There’s lots going on just now with all-female and cross-gender productions of Shakespeare, so this post is a quick round-up. Following their success with an all-female Julius Caesar directed by Phyllida Lloyd, the Donmar Warehouse recently announced they will be staging another all-female Shakespeare this autumn, with Henry IV. Harriet Walter will take the role of the King. The artistic director of the Donmar, Josie Rourke, says the all-female Julius Caesar had sparked an important debate to “open up our national playwright to those who have been denied him through gender, heritage or class”. “There is a mission behind this work, which is the question: who owns Shakespeare? Yes, it’s about gender; it’s also about diversity, it’s about class and it is about how we can extend the project of these productions beyond our stage and into the lives of , particularly, young people.” Full details are on the Donmar website.
Over in New York Manhattan’s All-Female Shakespeare Company is presenting Romeo and Juliet for 2014 in their Free Shakespeare in the Parks season. “Manhattan Shakespeare Project provides an opportunity for female actors to play traditionally male roles as well as an opportunity to break into the male dominated theater industry in directing, producing, writing, and stage production.” ” This version of Romeo and Juliet is an ensemble of six women who through physicality, movement, imagination and the bard’s own words literally put the audience in the middle of a tour of Verona as the events unfold in a reverse theatre in the round.” The play is directed by Reesa Graham. Full details are on the website but the production will be staged throughout June in several different locations, all free.
Just opening at The Union Theatre, Union St London is a new production of King Lear with a female lead. This production “puts a mother at the heart of the action supposing that it is a queen who, weary of public office, divides the kingdom amongst her daughters. But the old woman finds it impossible to retire gracefully and as her mental faculties begin to fail she’s cast out by her eldest children”. This production by Phil Wilmott runs until 28 June.

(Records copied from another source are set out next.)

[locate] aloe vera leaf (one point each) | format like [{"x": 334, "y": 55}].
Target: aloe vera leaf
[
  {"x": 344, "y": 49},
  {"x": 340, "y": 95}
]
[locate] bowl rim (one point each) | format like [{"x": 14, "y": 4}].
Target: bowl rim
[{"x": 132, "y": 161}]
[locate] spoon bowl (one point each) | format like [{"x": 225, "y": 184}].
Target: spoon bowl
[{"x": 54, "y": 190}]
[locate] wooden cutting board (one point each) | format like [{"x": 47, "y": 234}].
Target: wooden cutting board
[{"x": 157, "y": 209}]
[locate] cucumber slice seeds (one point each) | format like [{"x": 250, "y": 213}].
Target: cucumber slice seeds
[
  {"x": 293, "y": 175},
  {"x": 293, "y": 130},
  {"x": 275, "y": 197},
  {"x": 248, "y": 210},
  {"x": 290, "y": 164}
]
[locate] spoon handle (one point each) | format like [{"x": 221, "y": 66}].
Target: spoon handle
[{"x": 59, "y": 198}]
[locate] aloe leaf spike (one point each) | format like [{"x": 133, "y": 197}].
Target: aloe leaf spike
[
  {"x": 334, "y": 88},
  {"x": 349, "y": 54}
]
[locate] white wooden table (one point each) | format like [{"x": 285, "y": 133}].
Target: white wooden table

For anyone interested in female Hamlets there’s a new project called Hamlet The Series which breaks the play down into six sections all available on YouTube. The video is the first of the six: links are on the YouTube page. It’s a modern dress version with several roles played against gender. This explanation appeared on the Kickstarter campaign page: ” There are multiple reasons to have a female Hamlet. One is the fresh look it gives to the play’s exploration of gender proclivities, love, and sex. Another, related, is the new light it throws on the many professions of love for the Prince, and their questionable sincerity… But the biggest is that Hamlet is a character who, more than any other, refuses to be kept in any one category… A female Hamlet will not be exactly like a male Hamlet, but will remain fundamentally Hamlet, and help us to see what those fundamentals are”.
It was filmed at the Evanston Community Media Center near Chicago and makes use of the multimedia equipment available. I liked the idea of Hamlet delivering her soliloquies to her tablet computer. Sometimes we see her speaking to the computer, and other times we see what’s being filmed, begging the question who is she speaking to? Who is the audience?